En 2021, le Mouvement olympique africain lui remet la Distinction d’or pour services rendus, décision unanimement applaudie à Addis-Abeba. « Sa plume, sa mémoire et son humanisme ont servi d’exemple à toute une génération de secrétaires généraux », souligne la Camerounaise Ama Biko, présidente du jury.
Un héritage salué au-delà des frontières
Les messages affluent depuis quatre continents. Thomas Bach, président du Comité international olympique, évoque « un partenaire fiable et chaleureux ». Le secrétaire général de l’Association des comités nationaux africains rappelle pour sa part le rôle de Ngaloua dans la mise en place d’un programme régional d’intégrité sportive.
À Brazzaville, les ministères de la Jeunesse et des Sports et de l’Enseignement supérieur ont fait parvenir des couronnes. Le ministre Hugues Ngouélondélé insiste sur « la vision inclusive de ce grand serviteur de l’État, toujours soucieux de rapprocher le sport de la recherche scientifique ».
La Confédération africaine de judo propose de dédier à sa mémoire la prochaine Coupe d’Afrique juniors. Si la proposition est adoptée, le trophée pourrait porter le nom de Jean Paul Ngaloua dès l’édition 2024, rappelant ainsi son engagement pour les catégories de base.

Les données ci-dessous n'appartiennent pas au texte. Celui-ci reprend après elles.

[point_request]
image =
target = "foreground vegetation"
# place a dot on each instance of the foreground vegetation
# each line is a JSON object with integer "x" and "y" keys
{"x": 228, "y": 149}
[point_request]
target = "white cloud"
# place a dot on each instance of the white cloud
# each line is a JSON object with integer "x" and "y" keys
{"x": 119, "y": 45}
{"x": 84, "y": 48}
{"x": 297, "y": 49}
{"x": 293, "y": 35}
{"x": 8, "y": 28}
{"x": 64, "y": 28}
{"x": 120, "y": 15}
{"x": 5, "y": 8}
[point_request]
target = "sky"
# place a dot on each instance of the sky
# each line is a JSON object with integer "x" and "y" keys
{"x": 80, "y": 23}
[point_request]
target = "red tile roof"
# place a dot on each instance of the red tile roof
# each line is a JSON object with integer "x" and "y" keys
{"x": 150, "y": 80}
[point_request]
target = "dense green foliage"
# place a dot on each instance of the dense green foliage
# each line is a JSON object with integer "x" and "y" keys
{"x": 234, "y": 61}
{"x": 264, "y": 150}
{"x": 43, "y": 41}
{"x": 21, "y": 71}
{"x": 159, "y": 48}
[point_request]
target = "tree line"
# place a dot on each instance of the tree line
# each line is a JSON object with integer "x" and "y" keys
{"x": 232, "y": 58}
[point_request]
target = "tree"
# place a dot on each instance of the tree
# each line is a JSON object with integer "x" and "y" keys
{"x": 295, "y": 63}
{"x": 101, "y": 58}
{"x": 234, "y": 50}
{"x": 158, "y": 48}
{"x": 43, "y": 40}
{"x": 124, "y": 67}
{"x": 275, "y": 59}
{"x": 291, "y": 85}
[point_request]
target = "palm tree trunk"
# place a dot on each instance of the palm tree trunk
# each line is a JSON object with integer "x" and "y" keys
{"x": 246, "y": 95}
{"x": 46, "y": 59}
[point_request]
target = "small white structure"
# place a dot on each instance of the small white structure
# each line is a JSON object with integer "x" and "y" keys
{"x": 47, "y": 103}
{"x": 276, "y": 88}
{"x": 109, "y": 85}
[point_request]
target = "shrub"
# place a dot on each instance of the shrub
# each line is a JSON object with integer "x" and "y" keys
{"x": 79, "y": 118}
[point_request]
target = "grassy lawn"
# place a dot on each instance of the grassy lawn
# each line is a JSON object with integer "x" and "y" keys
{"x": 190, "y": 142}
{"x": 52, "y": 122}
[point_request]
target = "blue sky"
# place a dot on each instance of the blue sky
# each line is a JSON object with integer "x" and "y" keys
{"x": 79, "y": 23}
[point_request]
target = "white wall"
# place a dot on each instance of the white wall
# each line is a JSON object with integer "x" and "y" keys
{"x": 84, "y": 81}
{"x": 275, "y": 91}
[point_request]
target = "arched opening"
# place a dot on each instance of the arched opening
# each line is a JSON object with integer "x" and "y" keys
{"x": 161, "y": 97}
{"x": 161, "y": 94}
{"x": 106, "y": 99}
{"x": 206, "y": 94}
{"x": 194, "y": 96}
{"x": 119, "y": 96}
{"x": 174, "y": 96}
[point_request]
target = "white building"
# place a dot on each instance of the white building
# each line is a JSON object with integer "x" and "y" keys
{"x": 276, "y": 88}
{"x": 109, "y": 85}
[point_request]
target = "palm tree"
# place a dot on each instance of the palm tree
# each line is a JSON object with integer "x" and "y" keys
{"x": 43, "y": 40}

Un ultime repos à Lekéty, village natal
Le convoi funéraire traversera Owando puis Makoua avant d’emprunter la route départementale récemment réhabilitée. Dans la bourgade verdoyante, les notables ont organisé veillées, chants et danses traditionnelles mbochi. Une tribune a été dressée à l’école primaire, où il fit ses premières classes.
Les autorités locales prévoient une messe en plein air suivie d’un dépôt de terre symbolique par les élèves de l’actuel collège. « Son retour est un événement fédérateur », se réjouit le sous-préfet, qui espère transformer la désaffection scolaire en dynamisme sportif durable.
Dans le carré familial, un stèle sobre portera l’emblème olympique gravé dans le granit. Selon sa fille cadette, il souhaitait que les visiteurs repartent « avec l’envie d’encourager les jeunes ». Un livre d’or sera mis à disposition pour recueillir signatures et souvenirs.
Les valeurs olympiques à perpétuer
Pour le Cnosc, l’enjeu désormais est de transformer le deuil en moteur. Une réunion extraordinaire se tiendra fin novembre afin d’accélérer la mise en œuvre du plan de détection des talents régionaux, projet auquel Ngaloua consacrait encore ses soirées, quelques jours avant son hospitalisation.
La famille sportive appelle enfin à un don de sang massif pour alimenter la banque nationale, geste qu’il promouvait inlassablement. Cette chaîne de solidarité, couplée à l’annonce d’une bourse annuelle au nom de Jean Paul Ngaloua, incarne la continuité de son action humaniste.
En interne, le bureau exécutif débat déjà de la meilleure façon d’immortaliser son nom au siège de la capitale. Parmi les options, la salle de conférence pourrait être rebaptisée « Espace Ngaloua », tandis qu’une exposition permanente retracerait ses vingt-et-un ans de correspondances et de projets.
La décision finale devrait être annoncée lors de la rentrée sportive de janvier.